The Federal Trade Commission (the “FTC”) and Department of Justice, Antitrust Division (the “DOJ”) (together the “Agencies”) continue to carry out the Biden Administration’s stated mission to reinvigorate antitrust enforcement to “Promote Competition in the American Economy.”
One of the Agencies’ priorities has been to attempt to end, or at least significantly curtail, the use of restrictive covenants, including those used in sale of business transactions and in employment contracts. For example, the FTC brought an enforcement action in 2022 that required ARKO Corp. and its subsidiary GPM to roll back allegedly anticompetitive provisions of their acquisition of 60 Express Stop retail fuel outlets from Corrigan Oil Company pursuant to which the parties agreed to limit their agreement not to compete that they imposed on Corrigan Oil Company.

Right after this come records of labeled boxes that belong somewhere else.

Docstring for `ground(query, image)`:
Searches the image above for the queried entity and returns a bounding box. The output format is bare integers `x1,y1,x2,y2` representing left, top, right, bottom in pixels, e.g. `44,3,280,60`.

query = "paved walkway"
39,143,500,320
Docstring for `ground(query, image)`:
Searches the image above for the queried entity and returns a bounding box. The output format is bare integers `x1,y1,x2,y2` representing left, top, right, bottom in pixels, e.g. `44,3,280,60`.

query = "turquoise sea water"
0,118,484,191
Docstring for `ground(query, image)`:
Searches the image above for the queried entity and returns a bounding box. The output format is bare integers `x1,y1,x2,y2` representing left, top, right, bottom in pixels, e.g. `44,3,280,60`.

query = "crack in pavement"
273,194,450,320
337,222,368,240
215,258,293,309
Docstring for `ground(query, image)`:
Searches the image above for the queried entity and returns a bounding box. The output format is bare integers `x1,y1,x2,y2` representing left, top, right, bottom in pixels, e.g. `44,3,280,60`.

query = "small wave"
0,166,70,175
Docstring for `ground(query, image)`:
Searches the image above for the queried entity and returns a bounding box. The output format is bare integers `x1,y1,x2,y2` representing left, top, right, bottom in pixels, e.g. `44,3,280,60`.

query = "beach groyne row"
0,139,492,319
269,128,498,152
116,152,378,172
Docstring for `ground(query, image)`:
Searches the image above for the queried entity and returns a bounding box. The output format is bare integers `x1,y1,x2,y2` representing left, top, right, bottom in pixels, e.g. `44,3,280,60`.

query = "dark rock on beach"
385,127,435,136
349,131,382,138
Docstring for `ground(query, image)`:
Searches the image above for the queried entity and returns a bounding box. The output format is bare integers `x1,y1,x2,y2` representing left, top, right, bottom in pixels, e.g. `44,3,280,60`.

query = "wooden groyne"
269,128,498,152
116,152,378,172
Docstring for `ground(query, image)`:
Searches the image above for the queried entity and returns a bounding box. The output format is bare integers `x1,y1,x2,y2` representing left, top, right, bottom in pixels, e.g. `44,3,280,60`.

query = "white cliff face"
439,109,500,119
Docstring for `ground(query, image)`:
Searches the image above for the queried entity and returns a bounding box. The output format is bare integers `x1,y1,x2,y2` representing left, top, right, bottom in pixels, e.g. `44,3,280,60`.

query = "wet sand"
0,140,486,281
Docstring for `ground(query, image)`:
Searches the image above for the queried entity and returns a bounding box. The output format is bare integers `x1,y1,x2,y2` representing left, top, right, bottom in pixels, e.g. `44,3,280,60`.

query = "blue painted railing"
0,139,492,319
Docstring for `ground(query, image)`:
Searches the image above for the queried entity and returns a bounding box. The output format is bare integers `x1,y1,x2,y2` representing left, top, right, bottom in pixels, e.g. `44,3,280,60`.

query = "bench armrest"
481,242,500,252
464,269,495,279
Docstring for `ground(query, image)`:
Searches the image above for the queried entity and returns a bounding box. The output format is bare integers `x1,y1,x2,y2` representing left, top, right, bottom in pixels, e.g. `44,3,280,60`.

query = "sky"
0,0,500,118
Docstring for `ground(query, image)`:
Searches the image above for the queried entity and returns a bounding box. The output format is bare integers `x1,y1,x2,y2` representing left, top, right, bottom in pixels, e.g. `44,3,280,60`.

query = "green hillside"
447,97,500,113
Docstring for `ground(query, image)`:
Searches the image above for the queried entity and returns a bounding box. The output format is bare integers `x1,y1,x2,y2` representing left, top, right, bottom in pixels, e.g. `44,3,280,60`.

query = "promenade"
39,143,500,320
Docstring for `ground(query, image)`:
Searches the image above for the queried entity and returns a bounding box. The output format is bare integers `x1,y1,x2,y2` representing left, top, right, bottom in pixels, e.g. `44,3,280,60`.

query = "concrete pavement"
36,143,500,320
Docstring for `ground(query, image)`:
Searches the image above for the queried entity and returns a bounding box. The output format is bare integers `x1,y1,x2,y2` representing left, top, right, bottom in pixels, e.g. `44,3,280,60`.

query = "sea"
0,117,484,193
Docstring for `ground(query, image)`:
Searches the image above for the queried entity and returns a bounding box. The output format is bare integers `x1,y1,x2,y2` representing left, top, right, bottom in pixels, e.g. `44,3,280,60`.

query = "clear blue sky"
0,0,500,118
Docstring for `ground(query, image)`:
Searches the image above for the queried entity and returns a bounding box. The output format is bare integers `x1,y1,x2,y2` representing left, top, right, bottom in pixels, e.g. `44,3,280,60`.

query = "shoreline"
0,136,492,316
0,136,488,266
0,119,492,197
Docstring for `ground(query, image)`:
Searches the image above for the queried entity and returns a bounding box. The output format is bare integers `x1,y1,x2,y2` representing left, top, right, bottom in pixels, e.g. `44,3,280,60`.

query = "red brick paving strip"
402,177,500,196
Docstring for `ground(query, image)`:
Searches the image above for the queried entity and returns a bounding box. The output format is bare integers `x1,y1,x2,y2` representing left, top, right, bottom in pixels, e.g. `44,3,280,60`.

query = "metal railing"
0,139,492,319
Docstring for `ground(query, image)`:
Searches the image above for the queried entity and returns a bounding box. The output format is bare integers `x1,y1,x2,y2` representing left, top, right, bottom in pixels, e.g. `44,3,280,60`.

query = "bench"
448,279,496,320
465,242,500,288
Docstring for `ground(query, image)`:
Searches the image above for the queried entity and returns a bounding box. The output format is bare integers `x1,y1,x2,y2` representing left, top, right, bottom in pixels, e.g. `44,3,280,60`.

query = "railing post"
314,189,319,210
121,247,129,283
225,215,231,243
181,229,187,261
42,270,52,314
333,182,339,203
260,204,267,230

More recently, the FTC’s issued through its rulemaking authority a proposed ban on restrictive covenants in employment contracts. While the rule has not been finalized and may be subject to challenge, the proposed rule reflects the FTC’s hostility toward restrictive covenants.
Practitioners are likely wondering whether there is more to come from the Agencies, namely, whether there are other types of restrictive covenants that will be targeted in the future. Although there has not been any explicit action by the FTC or the DOJ, FTC authorities appear to be examining restrictive covenants in real estate, particularly those used in the retail industry.
Restrictive covenants in real estate are commonly used throughout the retail industry. For example, supermarket owners often will often include exclusive use protections in their leases which will range from a simple prohibition on other grocery stores in the shopping center to more complicated restrictions where they prohibit any businesses selling grocery store products for off-premises consumption, subject to an incidental sale concept. Those restrictions then get included in the tenant’s memorandum of lease that gets recorded against the shopping center as a whole or in restrictive covenants in a set of covenants, conditions, and restrictions (CC&R) or similar documents so that they restrict the use of other space in the center. Occasionally there will be an additional restriction on the landlord not to lease space to another grocery store at any property owned by the landlord within a certain radius around the property (e.g., 1 mile, 5 miles, etc.).
These practices may now be under increased antitrust scrutiny. In a March 2022 panel moderated by Attorney‑Advisor to FTC Chair Lina Khan, Thomas Dahdough, Yale Law School Professor Christopher Leslie blamed restrictive covenants for creating and prolonging food deserts across America that disproportionately affect poor neighborhoods and deny those residents affordable healthy food. He further argued that anti-grocery covenants imposed by exiting supermarkets should be unenforceable as a matter of law and called for a nationwide ban of restrictive covenants in the grocery context. Retailers’ land use restrictions have also been the subject of investigations by several state attorneys general. Finally, because many restrictive covenants in real estate are filed with local authorities, they can be accessed easily by the Agencies.
Given the current antitrust enforcement climate and the potentially significant impact a government antitrust investigation can have on a business, retailers should consider evaluating their current practices as part of staying ahead of the next potential wave of antitrust enforcement.
 Christopher Leslie, Anti-Grocery Covenants, Reforming America’s Food Retail Markets (March 12, 2022).